We grin at each other, then head to the small group of volunteers and spread a map on the dilapidated picnic table behind the distillery, agreeing on the best route through the terrain.
We plan to fan out across the sprawling property, covering the grassy areas and sparser forest first before venturing into rougher ground tomorrow when we’ll have more hours of daylight.
We start methodically picking our way across the clearing in a small group, our eyes on the ground, searching for evidence of McMillan or Hornell that I know we won’t find.
I wander closer to the distillery outbuildings, keeping my steps measured and the group’s presence in my periphery.
But as much as I seem to be with them, I’m not.
I’m beckoned by the groaning bones of a dilapidated building.
I’m summoned by the cracked glass that hides secrets of a nameless legend.
I’m set on my own objective. The grain shed.
I’ve never been inside before, but Arthur has told me about it.
His first burial ground. Arthur hid his first victim here when he was just sixteen, before he even inherited the wealth and properties and businesses of the Lancaster legacy.
I know there will be nothing of McMillan or the others to find here, of course.
This secret graveyard was abandoned long before Arthur closed the distillery, a business he could no longer bear to run when Poppy died.
But somehow it feels right to check in on it now, and to bury something special with it.
I slip unnoticed around the side of the building and head to the single door, bolted shut with a steel bar and a thick padlock.
But I hold the master to all of Arthur’s secret locks.
I pull my keys from my pocket, select the nondescript Abloy key, and slide it into the grooves.
With a final glance at my surroundings, I pull the lock free and enter the grain shed.
The air is thick with the scent of must and mold and rye dust. Spiderwebs flutter among the rafters.
Empty grain bags are scattered across the space, their woven polyethylene fibers gnawed by rodents that have long since died beneath the floorboards.
I toe my boot over one of the decaying sacks, scraping the dust off the letters.
It’s the same as the ones we dug up at the Ballantyne River that were filled with bones.

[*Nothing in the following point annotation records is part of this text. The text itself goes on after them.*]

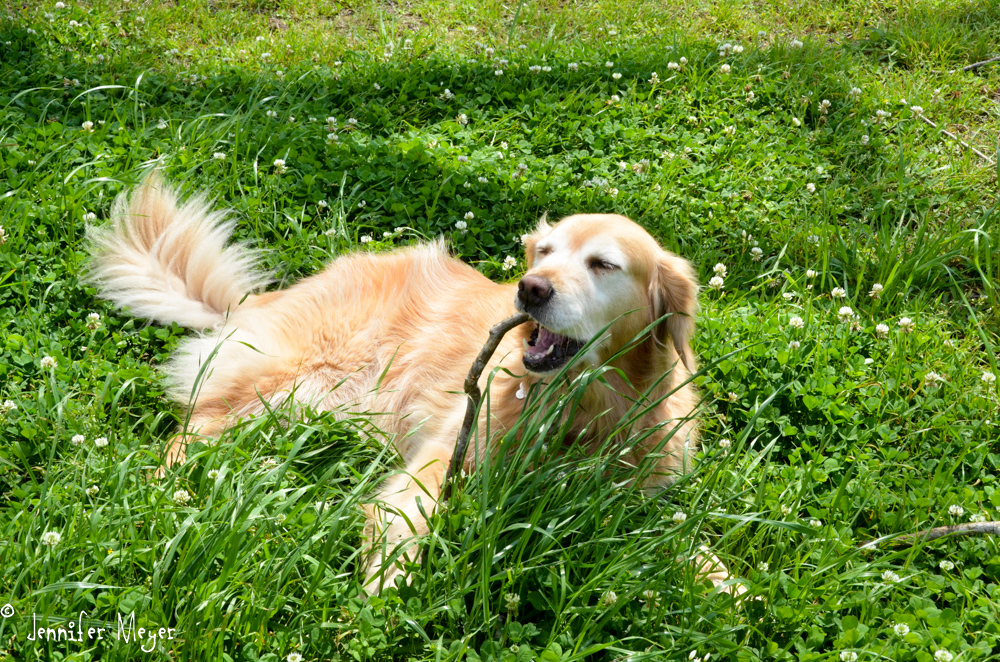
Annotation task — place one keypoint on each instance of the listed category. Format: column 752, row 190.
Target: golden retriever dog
column 397, row 331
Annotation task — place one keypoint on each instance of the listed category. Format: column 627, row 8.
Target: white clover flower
column 933, row 380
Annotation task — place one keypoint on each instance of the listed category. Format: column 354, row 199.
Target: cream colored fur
column 415, row 317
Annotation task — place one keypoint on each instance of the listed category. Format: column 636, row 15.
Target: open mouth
column 546, row 351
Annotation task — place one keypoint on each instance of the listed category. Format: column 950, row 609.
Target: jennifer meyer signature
column 79, row 631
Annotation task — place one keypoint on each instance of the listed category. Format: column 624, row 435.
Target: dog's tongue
column 545, row 340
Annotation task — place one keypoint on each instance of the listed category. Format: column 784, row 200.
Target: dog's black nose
column 534, row 290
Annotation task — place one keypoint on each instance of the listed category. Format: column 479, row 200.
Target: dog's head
column 593, row 270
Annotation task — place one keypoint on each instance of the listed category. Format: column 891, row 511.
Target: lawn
column 816, row 161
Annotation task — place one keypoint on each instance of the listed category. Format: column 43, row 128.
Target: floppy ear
column 674, row 290
column 531, row 240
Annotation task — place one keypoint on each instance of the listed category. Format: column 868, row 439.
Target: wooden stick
column 954, row 137
column 475, row 395
column 992, row 528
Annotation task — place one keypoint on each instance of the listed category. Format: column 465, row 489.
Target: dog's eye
column 597, row 264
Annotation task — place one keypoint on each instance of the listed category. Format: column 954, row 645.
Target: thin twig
column 954, row 137
column 992, row 528
column 475, row 395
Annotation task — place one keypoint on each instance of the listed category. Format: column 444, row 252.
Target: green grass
column 850, row 436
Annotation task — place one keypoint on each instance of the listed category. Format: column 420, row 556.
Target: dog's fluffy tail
column 169, row 262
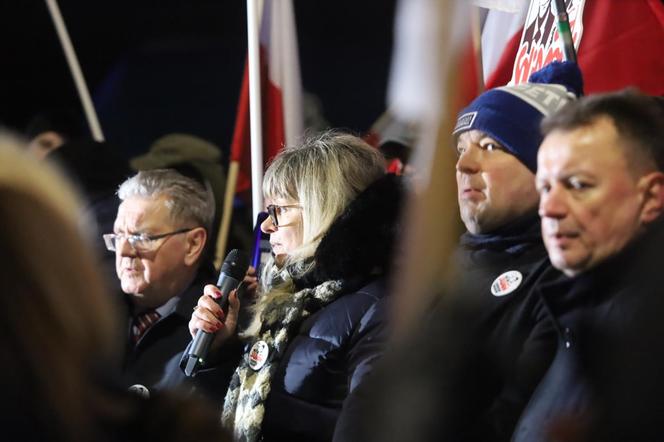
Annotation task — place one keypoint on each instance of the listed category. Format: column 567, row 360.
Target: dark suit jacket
column 154, row 360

Though I feel a measure of relief knowing we successfully moved the bodies before the property sale was completed, it would be foolish to think we’re in the clear.
Not when sixteen more bodies are buried beneath my feet.

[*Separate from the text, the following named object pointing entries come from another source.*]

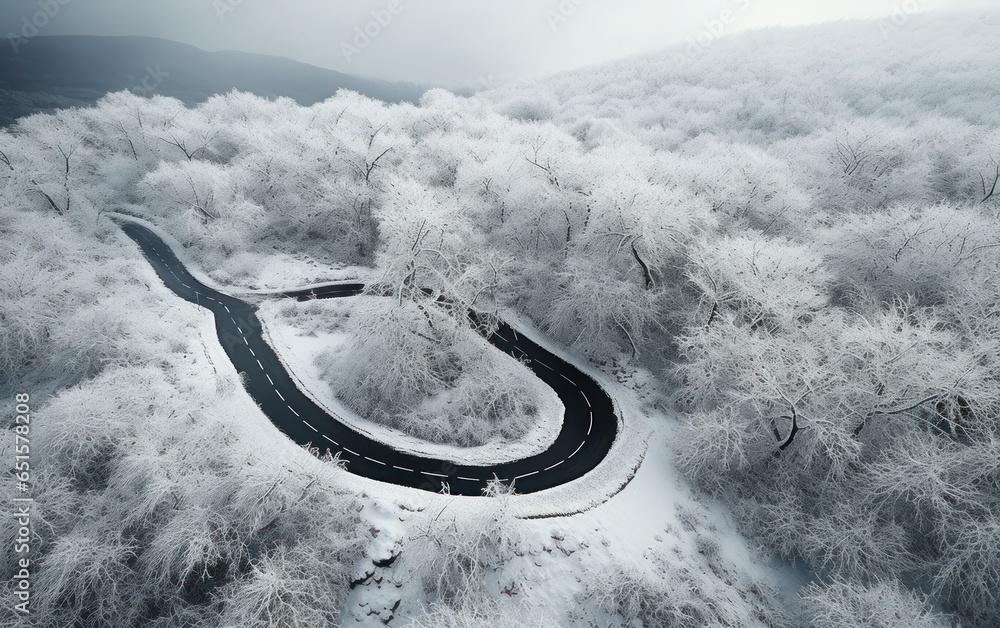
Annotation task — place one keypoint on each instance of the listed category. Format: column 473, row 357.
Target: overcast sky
column 444, row 42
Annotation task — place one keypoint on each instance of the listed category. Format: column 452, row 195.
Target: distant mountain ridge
column 48, row 73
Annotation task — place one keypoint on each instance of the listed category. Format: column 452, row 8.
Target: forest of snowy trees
column 806, row 260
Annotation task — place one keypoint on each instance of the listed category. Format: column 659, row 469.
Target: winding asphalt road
column 589, row 427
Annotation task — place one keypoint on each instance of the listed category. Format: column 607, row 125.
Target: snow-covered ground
column 258, row 272
column 299, row 343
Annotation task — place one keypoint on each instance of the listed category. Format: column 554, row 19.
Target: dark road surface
column 587, row 433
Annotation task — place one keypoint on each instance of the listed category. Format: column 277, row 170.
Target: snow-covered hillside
column 780, row 257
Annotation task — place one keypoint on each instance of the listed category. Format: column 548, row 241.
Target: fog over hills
column 48, row 73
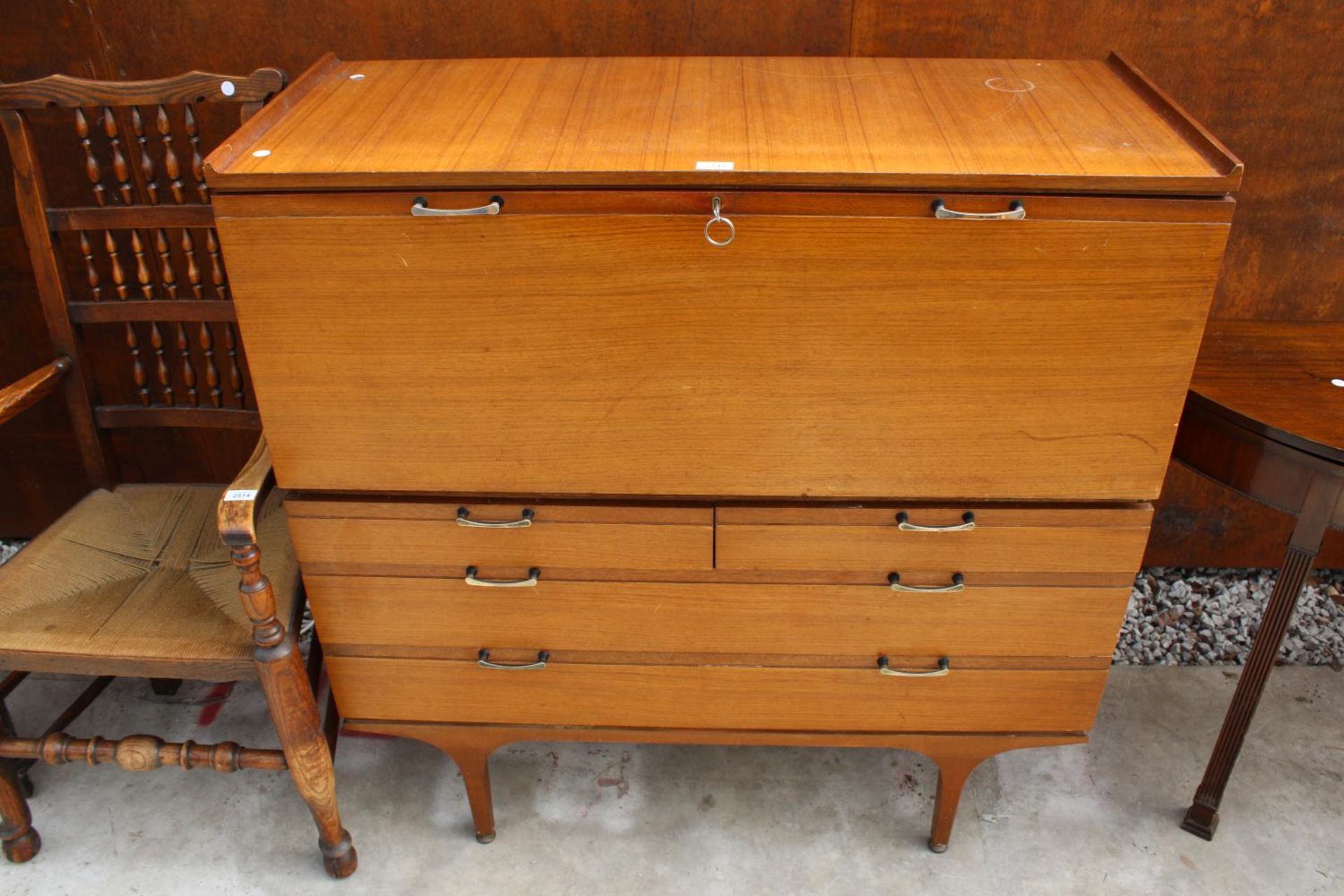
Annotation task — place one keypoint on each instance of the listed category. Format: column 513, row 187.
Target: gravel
column 1203, row 617
column 1198, row 617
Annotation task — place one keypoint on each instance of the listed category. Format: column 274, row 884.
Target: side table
column 1265, row 416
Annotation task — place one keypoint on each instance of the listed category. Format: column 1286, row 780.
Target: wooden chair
column 134, row 580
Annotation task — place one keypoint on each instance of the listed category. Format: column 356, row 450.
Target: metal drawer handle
column 483, row 660
column 420, row 209
column 533, row 575
column 522, row 523
column 720, row 219
column 958, row 583
column 968, row 523
column 944, row 669
column 1016, row 211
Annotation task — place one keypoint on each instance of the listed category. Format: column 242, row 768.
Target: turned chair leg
column 475, row 764
column 295, row 713
column 19, row 767
column 17, row 832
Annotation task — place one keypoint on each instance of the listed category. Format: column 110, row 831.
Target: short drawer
column 659, row 622
column 741, row 697
column 503, row 542
column 927, row 546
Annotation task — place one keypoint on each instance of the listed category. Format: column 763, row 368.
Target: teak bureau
column 733, row 400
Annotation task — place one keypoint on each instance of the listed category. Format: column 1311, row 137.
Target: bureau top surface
column 723, row 121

“Oh, Arthur,” I say on the heels of a sigh. “You’re certainly getting me back for all those Christina Ricci jokes, aren’t you?”
There’s nothing I can do about these bodies now, other than hope that they’re so deep and old and decomposed that no one will find them. But at least nothing seems disturbed.
I head to a desk beneath one of the windows and scan the yellowing paper strewn across its surface.
Receipts with curled edges. A ledger of grain shipments, the leather covered in velvety mold.
I pick up a Farmer’s Almanac and sweep the dust from the cover.
“Weather forecasts for all regions,” it claims, along with fishing guides, zodiac secrets, planting tables, and even “mysteries of the universe.” I snort but thumb through it all the same until I stop at a bookmarked page.
On page sixty-eight is an article titled “A Tale of Two Ships,” a story about a single-masted sailboat called Thursday’s Child that broke the 135-year race record of the much larger clipper ship, the Flying Cloud.
But it’s page sixty-nine that interests me.
The bottom half of the page is missing, and at the top, a note has been scrawled across the typeface:
How you shine, soaked landscape,
Set alight by the rays that pierce the cloudy sky!
It’s not Arthur’s handwriting. I don’t know what that means, or who would have written it, or why.
There’s something oddly eerie about it, like it was meant to disintegrate here, not to be uncovered.
It feels like I’m trespassing in a private moment.
A correspondence left to history, where Arthur clearly meant for it to stay, along with everything else he couldn’t bear to keep alive once Poppy died.